Trackback is particularly useful in finding out whether other people are thinking well enough about what a person has written on a weblog to actually link to it. However, allowing Trackback links will require more site maintenance to remove Trackback links that are no longer valid. The capability of listing anyone who has placed a link to a site on one’s blog can be abused by spammers.

Trackback Spam

The flood of Trackback initiated by spammers can put a strain on server resources. The amount of Trackback spam that a site is getting may be seen by clicking on “Trackbacks” from the main blog menu and select “Junk Trackbacks”. The repeated pinging of one’s server even at hundreds of times an hour by spammers can cause server CPU overloads and crashes and can result to having the web host shut down the affected account.

There are some defensive measures that can be taken, one is to moderate all Trackbacks. The MT 3.2 allows for approval of all Trackbacks before being posted to a site. Closely related to this is the limiting of unnecessary Trackback usage. Trackbacks are pointless when no one tracks a site back. Not everything needs to be “Trackbackable” so prudence in determining the difference is required. This move is all about giving the spammers less opportunities to play at one’s expense.

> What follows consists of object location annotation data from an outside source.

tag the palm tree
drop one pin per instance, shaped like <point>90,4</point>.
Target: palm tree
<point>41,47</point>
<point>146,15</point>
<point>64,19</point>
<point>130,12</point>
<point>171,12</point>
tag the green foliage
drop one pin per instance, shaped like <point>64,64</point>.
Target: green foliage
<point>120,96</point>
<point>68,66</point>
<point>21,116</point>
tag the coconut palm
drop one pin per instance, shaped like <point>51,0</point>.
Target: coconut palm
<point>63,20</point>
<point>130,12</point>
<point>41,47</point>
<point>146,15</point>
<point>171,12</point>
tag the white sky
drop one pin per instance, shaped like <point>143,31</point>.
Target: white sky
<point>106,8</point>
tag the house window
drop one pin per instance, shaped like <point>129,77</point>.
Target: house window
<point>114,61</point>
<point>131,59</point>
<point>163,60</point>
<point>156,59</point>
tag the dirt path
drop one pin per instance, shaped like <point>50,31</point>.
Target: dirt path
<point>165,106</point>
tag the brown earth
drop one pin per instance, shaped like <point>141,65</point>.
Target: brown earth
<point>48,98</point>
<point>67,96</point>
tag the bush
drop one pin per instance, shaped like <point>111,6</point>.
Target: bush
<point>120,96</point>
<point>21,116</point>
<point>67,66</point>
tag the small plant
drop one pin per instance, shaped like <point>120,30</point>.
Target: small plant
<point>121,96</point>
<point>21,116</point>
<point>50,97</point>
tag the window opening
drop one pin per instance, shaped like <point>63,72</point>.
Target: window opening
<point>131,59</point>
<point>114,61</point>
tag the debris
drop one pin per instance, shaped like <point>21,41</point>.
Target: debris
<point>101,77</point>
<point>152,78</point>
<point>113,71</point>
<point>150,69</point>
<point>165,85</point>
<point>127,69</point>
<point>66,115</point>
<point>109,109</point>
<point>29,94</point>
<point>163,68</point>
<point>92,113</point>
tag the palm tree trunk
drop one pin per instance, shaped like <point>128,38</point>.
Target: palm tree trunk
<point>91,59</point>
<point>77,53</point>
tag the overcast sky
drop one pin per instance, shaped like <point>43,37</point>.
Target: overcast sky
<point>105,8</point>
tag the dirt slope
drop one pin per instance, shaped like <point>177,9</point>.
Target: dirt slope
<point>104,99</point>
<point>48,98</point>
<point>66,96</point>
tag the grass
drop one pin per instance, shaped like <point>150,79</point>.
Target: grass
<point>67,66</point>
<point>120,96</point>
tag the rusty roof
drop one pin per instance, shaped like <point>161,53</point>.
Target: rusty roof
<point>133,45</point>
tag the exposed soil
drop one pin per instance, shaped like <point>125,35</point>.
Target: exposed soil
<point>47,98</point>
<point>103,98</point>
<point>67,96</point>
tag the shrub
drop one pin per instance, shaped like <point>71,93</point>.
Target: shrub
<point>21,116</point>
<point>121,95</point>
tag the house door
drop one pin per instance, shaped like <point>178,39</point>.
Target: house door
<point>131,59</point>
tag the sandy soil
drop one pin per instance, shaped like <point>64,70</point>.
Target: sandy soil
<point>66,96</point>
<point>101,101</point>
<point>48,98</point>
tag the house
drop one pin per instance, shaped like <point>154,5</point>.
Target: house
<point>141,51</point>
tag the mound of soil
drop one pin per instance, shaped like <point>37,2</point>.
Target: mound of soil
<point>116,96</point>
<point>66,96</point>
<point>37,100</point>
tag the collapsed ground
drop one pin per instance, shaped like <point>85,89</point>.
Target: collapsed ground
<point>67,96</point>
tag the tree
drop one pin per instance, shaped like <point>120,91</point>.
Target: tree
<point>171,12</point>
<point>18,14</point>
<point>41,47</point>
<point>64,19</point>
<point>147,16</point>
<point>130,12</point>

The use of the powerful anti-spam Movable Type Plugin called Spam Lookup is another option. Being hit by a flood of Trackback spams can be stopped by looking for the common unwanted words or specific strings to block. Spam Lookup uses PERL Regular Expressions thus by adding a few characters to the keywords; more flexibility in what is being blocked is attained.

Spam Lookup can be configured at the blog or installation level. Configuring at the installation level is suitable for those who have just one blog or want any setting to apply across all the blogs on one’s installation of Movable Type. When settings are intended only to apply to one blog, one can configure Spam Lookup using the Plugins Tab of the Settings Item on the weblog menu.

The plugin has three options in its anti-spam arsenal. It looks up the source IP address of the comment or Trackback and compares it with several centralized blacklist servers. There is an option to force moderation of the comment and adjust its junk status when the IP address is found on the blacklist server. It also looks up the domain names of the posted links. The plugin is likewise able to compare the IP of the source URL of the Trackback with the IP it was sent from. The blog software sending the ping is usually on the same server as the blog itself. Most spams are sent from zombie machines and not from the website thus this sort of spam can be detected.

Link settings are also looked into. A comment that has no links is unlikely to be spam as blog spams generally aim to link to a dodgy site to improve its rankings in search engines. Any comment or Trackback that has more than a certain number of links shall be forcibly moderated.

The keyword filter setting act upon keywords in comments and will replicate some functionality of MT-Blacklist. This is an incredibly powerful feature except that the plugin, by default hardly has any keywords in it. The WordPress Wiki is a good place to find a list that can be pasted in.

The Trackback validator plugin for WordPress performs a simple but very effective test on all Trackbacks in order to stop spam. The plugin retrieves the web page located at the URL included in the Trackback when one is received. The Trackback is approved when the page contains a link to one’s weblog. If the page does not link, the Trackback is flagged as spam and rejected. Since Trackback spammers do not set up custom web pages linking to the weblogs they attack, this test would quickly reveal illegitimate Trackbacks.